Viruses consist of two major groups, bacteriophages that infect bacteria and viruses that infect eukaryotes. The tailed bacteriophages with dsDNA genomes, Caudovirales, include the families Siphoviridae, Myoviridae, and Podoviridae. Bacteriophages also include Inoviridae, which possess ssDNA genomes, and together these bacteriophages form a major component of marine viral assemblages (Mann, 2005; Dinsdale et al., 2008b; Roux et al., 2012; Xue et al., 2012). Abundant eukaryote viruses detected in algae are from the family Phycodnaviridae, which have a dsDNA genome of 100–550 kb and infect both unicellular and multicellular algae (Wilson et al., 2009). Phycodnaviridae have been investigated in the filamentous brown-alga Ectocarpus siliculosus, a model organism, and a few genomes have been sequenced (Van Etten et al., 1991; Müller and Frenzer, 1993; Easton et al., 1997; Kapp et al., 1997; Maier et al., 1998; Delaroque and Boland, 2008). However, few studies have been conducted on macroalgae from the field (e.g., viruses in Laminaria digitata McKeown et al., 2017) and none on E. radiata.

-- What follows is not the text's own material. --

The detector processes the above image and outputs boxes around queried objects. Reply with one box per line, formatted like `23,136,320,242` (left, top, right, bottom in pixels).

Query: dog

ssDNA viruses, which have small circular genomes (1–5 kb), are an emerging group of viruses that are implicated in marine disease and mass mortalities across a number of marine phyla, including fishes, molluscs, echinoderms, and crustaceans (Hasson et al., 1995; Friedman et al., 2005; McLoughlin and Graham, 2007; Lang et al., 2009). ssDNA viruses include a subgroup which possess circular genomes, and a particular replication initiation gene, rep. These are therefore called Circular Rep-Encoding ssDNA (CRESS-DNA) viruses (Rosario et al., 2009; Delwart and Li, 2012; Labonté and Suttle, 2013; Simmonds et al., 2017). These include the Geminiviridae, Nanoviridae, Circoviridae, and Genomoviridae, which employ rolling-circle replication (RCR), facilitated by the Rep protein (Rosario et al., 2012b). In addition to the Rep protein, CRESS-DNA viruses have a characteristic stem-and-loop secondary structure, which facilitates RCR. The loop region contains a conserved nonanucleotide motif, NANTATTAC (Labonté and Suttle, 2013). The Circoviridae and Nanoviridae are diverse in aquatic and marine environments, including ocean, freshwater, wastewater, deep-sea vents, Antarctic lakes and ponds, and hot springs (Angly et al., 2006; Rosario et al., 2009, 2012a; Cassman et al., 2012; Liu et al., 2012; Labonté and Suttle, 2013).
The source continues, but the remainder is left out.